When the cations and negatively charged nucleic acid backbone interact, nucleic acids are neutralized, therefore no longer dissolve in water and precipitate out of solution.
Ethanol which has lower dielectric constant compared to water increases the interaction of the salt and the Coulomb force of attraction between the cations and the negatively charged nucleic acid backbone (that is, the resistance from the solvent’s electric field sufficiently diminishes to permit efficient interaction; the solvation shells surrounding the solute’s charges depletes).
It dependes on the protocol. The kind of salt used to precipited interferes if it is ethanol or isopropanol. Follow xactly what says the protocol you are using.

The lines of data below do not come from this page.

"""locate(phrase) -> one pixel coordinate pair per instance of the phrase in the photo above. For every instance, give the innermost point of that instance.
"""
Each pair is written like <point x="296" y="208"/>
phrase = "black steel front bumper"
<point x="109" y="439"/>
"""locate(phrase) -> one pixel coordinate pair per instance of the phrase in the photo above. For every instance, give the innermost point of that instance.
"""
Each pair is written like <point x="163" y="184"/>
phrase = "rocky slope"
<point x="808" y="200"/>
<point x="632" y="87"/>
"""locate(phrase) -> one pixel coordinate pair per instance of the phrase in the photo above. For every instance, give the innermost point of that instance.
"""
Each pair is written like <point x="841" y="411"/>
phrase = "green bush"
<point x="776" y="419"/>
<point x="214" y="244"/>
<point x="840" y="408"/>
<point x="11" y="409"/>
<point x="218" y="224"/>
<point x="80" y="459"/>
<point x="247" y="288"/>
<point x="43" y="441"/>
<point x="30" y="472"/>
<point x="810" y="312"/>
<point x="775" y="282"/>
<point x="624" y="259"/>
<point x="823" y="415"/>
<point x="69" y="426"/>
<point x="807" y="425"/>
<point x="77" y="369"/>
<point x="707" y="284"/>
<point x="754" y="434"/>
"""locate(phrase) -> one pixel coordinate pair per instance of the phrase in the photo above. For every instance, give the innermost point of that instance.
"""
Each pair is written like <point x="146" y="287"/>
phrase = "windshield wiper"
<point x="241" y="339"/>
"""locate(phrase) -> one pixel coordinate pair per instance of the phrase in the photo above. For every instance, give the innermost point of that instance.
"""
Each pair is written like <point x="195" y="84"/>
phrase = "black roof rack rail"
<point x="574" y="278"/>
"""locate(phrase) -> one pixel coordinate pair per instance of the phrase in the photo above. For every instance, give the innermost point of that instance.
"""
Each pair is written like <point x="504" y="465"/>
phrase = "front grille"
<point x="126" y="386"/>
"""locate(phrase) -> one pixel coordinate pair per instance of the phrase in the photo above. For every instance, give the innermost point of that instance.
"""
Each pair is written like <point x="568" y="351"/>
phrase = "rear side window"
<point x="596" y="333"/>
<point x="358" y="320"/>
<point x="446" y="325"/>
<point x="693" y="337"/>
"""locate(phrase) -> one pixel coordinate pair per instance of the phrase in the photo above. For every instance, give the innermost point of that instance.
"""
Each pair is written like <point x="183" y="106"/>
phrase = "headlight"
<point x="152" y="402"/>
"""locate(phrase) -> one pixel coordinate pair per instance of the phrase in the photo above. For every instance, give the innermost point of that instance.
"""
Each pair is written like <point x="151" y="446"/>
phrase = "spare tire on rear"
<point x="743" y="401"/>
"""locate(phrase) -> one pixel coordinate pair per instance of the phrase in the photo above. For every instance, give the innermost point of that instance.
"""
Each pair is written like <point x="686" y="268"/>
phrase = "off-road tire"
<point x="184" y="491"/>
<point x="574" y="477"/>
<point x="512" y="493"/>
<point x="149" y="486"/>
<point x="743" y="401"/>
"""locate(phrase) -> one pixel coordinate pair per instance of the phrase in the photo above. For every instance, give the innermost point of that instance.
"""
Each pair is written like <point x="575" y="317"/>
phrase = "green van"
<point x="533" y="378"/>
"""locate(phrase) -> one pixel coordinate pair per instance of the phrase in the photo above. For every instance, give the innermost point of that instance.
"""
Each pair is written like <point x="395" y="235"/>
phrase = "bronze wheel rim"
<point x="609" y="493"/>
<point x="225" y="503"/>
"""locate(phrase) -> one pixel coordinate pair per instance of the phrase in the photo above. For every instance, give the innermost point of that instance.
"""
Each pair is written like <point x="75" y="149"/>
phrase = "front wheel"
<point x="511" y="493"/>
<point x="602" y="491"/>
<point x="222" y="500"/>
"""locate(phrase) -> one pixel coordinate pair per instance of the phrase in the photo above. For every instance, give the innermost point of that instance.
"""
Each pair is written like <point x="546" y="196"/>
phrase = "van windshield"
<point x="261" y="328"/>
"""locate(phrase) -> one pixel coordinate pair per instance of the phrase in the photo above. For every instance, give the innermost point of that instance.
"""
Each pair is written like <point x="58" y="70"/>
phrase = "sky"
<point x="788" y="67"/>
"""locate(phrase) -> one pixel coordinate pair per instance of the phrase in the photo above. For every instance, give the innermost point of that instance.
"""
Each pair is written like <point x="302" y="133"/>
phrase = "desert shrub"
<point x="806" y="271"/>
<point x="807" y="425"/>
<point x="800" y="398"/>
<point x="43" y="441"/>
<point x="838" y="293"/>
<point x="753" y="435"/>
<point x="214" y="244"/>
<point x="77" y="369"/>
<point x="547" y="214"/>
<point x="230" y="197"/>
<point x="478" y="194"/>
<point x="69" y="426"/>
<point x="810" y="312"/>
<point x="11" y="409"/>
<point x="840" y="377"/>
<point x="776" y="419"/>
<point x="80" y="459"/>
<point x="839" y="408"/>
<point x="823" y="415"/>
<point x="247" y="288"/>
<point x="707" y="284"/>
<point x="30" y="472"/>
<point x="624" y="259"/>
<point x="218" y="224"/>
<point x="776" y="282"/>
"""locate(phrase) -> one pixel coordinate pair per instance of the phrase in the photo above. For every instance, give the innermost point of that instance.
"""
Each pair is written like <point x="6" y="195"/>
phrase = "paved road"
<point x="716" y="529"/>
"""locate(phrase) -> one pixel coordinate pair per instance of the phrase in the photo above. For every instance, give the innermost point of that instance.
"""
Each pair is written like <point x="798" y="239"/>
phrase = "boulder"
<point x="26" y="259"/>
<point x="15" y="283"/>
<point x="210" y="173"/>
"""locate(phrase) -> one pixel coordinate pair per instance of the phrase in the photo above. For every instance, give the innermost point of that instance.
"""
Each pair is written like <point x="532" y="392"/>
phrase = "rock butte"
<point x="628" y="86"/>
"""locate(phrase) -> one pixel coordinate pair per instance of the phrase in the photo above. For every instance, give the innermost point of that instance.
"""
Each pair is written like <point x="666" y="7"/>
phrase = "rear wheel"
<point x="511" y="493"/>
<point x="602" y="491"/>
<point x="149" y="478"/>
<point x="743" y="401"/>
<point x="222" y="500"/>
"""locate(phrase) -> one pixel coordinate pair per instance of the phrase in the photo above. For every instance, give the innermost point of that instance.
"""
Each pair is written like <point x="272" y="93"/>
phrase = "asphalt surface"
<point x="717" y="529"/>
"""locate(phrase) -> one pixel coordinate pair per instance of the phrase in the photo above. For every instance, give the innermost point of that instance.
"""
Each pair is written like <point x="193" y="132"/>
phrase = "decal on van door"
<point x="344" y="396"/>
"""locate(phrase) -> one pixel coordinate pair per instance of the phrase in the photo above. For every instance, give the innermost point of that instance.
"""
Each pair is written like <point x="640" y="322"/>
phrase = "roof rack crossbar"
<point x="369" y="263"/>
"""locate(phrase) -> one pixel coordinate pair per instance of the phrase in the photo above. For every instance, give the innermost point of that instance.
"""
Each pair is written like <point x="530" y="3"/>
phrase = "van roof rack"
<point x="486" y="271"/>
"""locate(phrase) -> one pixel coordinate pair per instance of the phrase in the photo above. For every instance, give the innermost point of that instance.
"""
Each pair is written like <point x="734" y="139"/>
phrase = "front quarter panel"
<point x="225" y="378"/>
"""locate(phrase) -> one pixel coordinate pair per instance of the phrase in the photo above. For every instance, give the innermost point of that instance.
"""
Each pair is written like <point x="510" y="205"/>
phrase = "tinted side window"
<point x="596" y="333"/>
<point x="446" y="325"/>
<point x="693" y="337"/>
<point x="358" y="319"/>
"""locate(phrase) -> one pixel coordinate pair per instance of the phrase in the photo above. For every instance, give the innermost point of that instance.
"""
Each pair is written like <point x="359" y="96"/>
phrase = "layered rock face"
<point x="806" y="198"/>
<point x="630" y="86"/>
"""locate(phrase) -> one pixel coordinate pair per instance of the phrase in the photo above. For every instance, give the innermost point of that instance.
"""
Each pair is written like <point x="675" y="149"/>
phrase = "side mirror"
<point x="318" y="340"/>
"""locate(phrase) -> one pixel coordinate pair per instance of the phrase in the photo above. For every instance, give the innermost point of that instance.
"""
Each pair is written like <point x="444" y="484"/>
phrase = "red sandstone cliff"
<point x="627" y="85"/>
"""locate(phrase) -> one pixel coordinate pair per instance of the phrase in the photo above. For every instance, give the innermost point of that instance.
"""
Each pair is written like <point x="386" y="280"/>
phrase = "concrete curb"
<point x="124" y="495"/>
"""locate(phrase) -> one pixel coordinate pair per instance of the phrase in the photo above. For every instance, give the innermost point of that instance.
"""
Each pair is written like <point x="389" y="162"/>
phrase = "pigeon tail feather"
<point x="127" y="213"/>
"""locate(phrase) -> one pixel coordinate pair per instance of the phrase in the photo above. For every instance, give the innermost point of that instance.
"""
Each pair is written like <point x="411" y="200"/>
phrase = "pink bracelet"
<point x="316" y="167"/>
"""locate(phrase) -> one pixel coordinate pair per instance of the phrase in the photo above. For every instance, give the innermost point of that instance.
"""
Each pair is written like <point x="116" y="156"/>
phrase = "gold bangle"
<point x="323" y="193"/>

@Md. Asaduzzaman Shismir Especially regarding the temperatures I recommend you take a look at Zeugin JA, Hartley JL (1985). Focus 7 (4): 1–2: http://www.lifetechnologies.com/content/dam/LifeTech/migration/en/filelibrary/pdf/focus.par.56415.file.dat/focus%20volume%207%20issue%204.pdf
I agree with Maria. "Molecular cloning, a laboratory manual" (Sambrook J and Russel DW, eds.). Cold Spring Harbor Laboratory, New York, is a great resource.
Also, currently available, on the Cornell website is a pdf resource with lots of details about how ethanol precipitation works. They talk about the various salts that can be used and discuss isopropanol versus ethanol.
I've read the article about ethanol precipitation that you shared with us. I found that they recommend not to use low temperatures during DNA precipitation. Have you compared yields from incubation at room and cold temperatures?
if you are using isopropanol, the salts also gets precipitated at cold incubation, which again results in less 260/230 ratio and these salts may interfere with downstream applications. but using EtOH for DNA/RNA, cold incubation is needed along with salts.